The MPC approach showed clear advantages over a naive PID implementation:

• Predictive behavior prevented overshoot when approaching targets
• The finite-horizon optimization naturally handled constraints on servo angles
• State-space formulation made multi-input-multi-output control straightforward

Takeaways

This project reinforced several important lessons about control systems and embedded implementation:

1. Translating classroom theory to hardware reveals practical constraints

In class, we studied advanced MPC techniques including nonlinear formulations, adaptive gain scheduling, and robust control methods. However, implementing MPC on real hardware quickly revealed the gap between theory and practice. My simplified linearized model worked well because the key assumptions (small angles, negligible friction) held true in the operating range I designed for. The experience taught me that a reasonable model paired with proper system design (constraining DOF, operating within linear regions) can make sophisticated control algorithms practically viable. Understanding which theoretical tools to deploy versus which to defer was a crucial skill developed through this project.

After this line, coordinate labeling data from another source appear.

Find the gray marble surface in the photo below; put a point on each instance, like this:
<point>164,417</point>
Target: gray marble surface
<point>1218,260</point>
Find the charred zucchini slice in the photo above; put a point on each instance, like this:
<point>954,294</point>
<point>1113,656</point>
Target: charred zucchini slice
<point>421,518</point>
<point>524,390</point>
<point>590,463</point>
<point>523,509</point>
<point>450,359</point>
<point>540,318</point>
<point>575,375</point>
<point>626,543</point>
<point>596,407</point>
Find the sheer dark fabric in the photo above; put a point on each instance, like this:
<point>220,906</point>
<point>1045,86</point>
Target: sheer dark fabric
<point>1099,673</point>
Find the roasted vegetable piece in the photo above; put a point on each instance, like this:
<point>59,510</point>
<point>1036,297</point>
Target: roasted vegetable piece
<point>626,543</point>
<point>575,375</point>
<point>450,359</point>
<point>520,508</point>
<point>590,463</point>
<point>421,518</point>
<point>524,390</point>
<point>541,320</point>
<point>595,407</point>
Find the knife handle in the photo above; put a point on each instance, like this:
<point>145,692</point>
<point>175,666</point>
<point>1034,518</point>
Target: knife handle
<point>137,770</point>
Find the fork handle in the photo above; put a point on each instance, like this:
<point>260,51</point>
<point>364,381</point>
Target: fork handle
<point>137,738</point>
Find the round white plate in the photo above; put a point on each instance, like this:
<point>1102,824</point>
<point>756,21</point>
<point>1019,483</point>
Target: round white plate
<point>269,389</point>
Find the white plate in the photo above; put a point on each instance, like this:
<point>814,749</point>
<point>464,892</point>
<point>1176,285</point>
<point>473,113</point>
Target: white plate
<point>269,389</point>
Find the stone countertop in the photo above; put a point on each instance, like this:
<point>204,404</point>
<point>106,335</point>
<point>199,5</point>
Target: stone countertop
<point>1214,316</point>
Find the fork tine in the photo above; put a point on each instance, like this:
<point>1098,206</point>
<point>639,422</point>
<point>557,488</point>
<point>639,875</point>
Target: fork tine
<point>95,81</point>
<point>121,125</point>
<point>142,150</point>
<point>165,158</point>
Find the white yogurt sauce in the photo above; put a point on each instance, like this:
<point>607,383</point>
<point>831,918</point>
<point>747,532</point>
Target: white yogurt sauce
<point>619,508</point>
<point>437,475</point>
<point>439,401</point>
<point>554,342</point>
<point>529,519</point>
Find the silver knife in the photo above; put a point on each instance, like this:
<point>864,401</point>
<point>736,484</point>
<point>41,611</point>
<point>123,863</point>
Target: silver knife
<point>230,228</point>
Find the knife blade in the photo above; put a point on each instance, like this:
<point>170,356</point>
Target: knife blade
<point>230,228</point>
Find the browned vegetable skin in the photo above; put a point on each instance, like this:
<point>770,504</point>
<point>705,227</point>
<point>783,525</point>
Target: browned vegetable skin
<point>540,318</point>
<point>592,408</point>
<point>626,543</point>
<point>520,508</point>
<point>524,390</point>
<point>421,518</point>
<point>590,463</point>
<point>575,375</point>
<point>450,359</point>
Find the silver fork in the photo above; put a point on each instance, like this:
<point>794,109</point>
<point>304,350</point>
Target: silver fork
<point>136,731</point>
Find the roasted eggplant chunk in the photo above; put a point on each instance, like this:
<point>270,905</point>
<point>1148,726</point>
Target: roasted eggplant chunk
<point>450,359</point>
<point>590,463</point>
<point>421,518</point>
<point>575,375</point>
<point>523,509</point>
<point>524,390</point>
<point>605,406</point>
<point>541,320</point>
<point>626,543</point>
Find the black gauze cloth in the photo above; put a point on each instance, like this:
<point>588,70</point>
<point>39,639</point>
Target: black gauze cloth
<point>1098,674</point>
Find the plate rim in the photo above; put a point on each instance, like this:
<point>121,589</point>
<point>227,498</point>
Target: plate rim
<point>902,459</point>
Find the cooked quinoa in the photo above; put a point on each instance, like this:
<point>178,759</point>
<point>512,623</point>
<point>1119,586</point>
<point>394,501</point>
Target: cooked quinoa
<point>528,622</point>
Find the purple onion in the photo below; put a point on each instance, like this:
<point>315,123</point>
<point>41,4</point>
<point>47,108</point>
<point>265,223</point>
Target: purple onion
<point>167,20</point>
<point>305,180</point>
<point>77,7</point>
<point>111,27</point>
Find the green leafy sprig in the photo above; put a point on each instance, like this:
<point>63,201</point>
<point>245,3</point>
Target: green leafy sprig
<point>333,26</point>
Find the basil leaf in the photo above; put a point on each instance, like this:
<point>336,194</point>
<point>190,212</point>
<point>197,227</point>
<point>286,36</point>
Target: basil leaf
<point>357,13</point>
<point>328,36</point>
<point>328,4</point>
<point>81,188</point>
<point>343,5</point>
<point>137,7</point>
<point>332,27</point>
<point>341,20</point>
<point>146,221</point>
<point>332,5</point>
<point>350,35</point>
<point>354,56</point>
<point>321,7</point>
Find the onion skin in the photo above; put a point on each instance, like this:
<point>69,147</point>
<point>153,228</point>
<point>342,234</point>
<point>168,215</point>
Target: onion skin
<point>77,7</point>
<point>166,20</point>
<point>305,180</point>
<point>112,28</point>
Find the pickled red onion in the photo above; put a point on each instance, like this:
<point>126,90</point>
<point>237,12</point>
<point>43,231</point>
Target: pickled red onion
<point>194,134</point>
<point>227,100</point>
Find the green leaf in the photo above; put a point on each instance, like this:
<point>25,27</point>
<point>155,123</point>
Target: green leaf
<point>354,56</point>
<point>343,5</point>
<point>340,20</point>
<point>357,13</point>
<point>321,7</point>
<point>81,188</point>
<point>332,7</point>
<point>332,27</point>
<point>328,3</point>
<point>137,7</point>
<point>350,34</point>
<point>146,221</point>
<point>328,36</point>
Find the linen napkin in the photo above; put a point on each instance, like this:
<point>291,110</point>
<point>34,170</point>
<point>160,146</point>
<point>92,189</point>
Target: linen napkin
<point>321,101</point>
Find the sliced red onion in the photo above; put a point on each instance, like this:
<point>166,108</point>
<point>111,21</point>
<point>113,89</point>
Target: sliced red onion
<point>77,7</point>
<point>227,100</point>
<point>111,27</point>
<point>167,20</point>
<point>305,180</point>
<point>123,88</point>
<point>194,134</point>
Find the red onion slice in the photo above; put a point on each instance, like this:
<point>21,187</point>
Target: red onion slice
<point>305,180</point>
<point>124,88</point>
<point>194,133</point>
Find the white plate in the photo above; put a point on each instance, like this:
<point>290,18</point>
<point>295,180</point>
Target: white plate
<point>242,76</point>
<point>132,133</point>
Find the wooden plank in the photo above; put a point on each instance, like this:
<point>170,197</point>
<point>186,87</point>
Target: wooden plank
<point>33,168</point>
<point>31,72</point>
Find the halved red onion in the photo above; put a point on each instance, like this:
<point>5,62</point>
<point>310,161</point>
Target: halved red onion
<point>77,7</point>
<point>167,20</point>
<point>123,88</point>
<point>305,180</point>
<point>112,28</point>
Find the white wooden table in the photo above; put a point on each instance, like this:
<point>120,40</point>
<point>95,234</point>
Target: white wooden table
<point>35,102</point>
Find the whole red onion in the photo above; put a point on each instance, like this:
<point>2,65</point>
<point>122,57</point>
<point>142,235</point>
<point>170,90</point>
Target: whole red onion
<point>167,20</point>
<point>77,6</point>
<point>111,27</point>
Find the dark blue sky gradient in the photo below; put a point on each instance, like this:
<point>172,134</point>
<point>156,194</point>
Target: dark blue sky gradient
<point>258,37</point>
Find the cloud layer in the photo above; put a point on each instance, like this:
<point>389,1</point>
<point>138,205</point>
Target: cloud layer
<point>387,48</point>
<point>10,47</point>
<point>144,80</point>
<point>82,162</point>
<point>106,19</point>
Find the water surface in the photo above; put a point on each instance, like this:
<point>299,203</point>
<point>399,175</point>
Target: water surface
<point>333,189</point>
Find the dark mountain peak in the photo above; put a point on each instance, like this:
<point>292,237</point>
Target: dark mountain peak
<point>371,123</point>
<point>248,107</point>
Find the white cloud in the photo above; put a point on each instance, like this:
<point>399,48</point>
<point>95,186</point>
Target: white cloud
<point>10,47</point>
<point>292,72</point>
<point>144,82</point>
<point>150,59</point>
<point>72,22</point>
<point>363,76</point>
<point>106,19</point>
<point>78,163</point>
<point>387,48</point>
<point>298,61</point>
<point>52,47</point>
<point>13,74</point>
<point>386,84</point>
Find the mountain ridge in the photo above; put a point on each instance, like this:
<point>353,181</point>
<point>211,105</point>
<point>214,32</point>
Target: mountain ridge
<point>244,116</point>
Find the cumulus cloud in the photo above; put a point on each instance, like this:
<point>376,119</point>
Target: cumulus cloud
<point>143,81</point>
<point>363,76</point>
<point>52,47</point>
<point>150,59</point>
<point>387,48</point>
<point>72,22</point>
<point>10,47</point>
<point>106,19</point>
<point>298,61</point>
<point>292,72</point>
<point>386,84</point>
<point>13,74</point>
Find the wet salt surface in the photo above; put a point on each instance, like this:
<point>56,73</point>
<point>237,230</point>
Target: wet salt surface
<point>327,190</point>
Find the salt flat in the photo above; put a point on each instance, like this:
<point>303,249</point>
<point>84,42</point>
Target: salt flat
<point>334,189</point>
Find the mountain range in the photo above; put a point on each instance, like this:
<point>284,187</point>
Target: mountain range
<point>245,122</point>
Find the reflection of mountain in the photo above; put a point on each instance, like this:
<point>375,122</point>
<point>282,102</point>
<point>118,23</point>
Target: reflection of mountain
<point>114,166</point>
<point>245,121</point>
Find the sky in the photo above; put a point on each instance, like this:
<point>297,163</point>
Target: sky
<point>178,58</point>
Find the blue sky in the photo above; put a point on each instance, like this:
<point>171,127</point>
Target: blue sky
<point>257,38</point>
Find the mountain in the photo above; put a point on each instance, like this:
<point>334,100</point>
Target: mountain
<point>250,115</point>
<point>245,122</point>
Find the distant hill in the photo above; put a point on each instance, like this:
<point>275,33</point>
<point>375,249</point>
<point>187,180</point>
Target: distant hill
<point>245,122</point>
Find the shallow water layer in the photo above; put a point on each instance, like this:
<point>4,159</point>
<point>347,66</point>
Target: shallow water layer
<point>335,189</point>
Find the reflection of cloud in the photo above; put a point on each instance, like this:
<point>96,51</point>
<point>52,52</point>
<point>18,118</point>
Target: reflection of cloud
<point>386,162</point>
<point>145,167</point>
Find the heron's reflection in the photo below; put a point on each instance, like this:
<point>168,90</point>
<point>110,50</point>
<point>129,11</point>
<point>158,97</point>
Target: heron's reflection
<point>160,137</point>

2. Pre-computation is essential for real-time MPC

Computing the full QP solution online would have been impossible. The offline gain matrix approach made MPC practical on a microcontroller.

3. Real world systems have noisy data that require filtering

The Kalman filter transformed noisy, discontinuous position measurements into smooth, reliable state estimates. This was crucial for stable control. In class we assumed the data regarding position, velocity, etc of a system is accurate however in many real-world systems sensor fusion, redundancy, and stochastic filtering should be applied.

4. Tuning is an iterative process.

Finding good cost matrices and filter parameters required extensive experimentation directly on hardware. Without simulation, I had to tune carefully by observing the physical system’s behavior and adjusting parameters incrementally.

Future Improvements

Given more time, I would make several enhancements:

Trajectory tracking: Extend the system to follow pre-planned trajectories rather than just setpoint regulation. This would demonstrate MPC’s ability to handle time-varying references.

Nonlinear MPC: Implement a nonlinear model that accounts for finite tilt angles and rolling friction, enabling more aggressive maneuvers.

Adaptive control: Add online parameter estimation to adapt to changes in ball mass or surface friction without re-tuning.

Camera Challenge: Replace the capacitive touch panel with a camera-based vision system. Real time computer vision for position tracking is extremely challenging to do but is the hallmark of physical intelligence in robotics and self driving.

Overall, this project successfully demonstrated that Model Predictive Control can be implemented on resource-constrained embedded systems through careful offline computation and efficient online execution. The combination of theoretical control design and practical hardware implementation made this one of the most rewarding projects in my graduate studies.